Başlangıçtaki durumun aksine bugün markanın tamamen üretim birimlerinden bağımsız şekilde lisanslanabilir olması, marka işlevinin ekonomik gelişim ve dönüşüme paralel bir çizgide hareket ettiğini göstermektedir.

Marka işlevindeki bu değişim, köken ayırt etme fonksiyonu üzerine inşa edilmiş marka hukuku rejiminin sorgulanmasını gündeme getirmektedir. Köken ayırt etme fonksiyonunu gereği gibi yerine getirebilmek için tasarlanmış hakların başka bir amaca hizmet ettiği tespit edilmelidir. Bugün marka rejimi, marka imajı üzerine kurulu faydanın maksimize edilmesinin hukuki koşullarını   yaratmaktadır. Özellikle tanınmış markaya tanınan haklar, bu maksimizasyon sürecinin billurlaştığı bir noktaya işaret etmektedir. Belirli bir mal veya hizmet üretiminde genel tanınmışlık düzeyiene ulaşmış bir markanın, diğer mal ve hizmetler bakımından da  münhasır bir hakka vücut vermesi marka imajına, kar maksimizasyonu için sağlanan hukuki bir güvencedir.



[1] Marjinal fayda, bir malın ilave bir biriminin belli bir tüketici için olan “sübjektif değerini” yani isteği tatmin gücünü gösterir. Bireyin bir mala verdiği önem o malın ne derecede kıt olduğuna bağlıdır.

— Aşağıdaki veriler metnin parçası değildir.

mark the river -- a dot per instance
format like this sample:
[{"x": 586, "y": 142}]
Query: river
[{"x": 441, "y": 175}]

Malın arzı ne kadar fazlaysa marjinal ünitenin önemi de o oranda az olacaktır. Suyun bir fiyatının olmamasının nedeni arzının talebinden çok daha fazla olmasıdır. Aynı şekilde elmasın değerinin altında da kıt olması yatar. Bu mantık kullanılarak ekonomik değer, üretim alanından tüketim alanına ve nesnellikten öznelliğe kaydırılmıştır. Bir malın değeri artık malın kendisinde değil malın alıcısındadır.

Klasikler değişim değerini temel alırken neoklasik iktisatçılar kullanım değerini temel almıştır. Onlara göre değiştirme değeri, kullanım değerinin (faydanın) bir ürünüdür. Kullanım değeri nicelik olarak ifade edilemez. Bu yüzden de kullanım değerinin karşıladığı ihtiyaç miktarla saptanmalıdır. İnsan bedava olan havaya elmastan daha çok ihtiyaç duyar. Bu yüzden ihtiyacın niceliği değil, tatmin edilmeyen ihtiyacın son biriminin niceliği ölçülmelidir.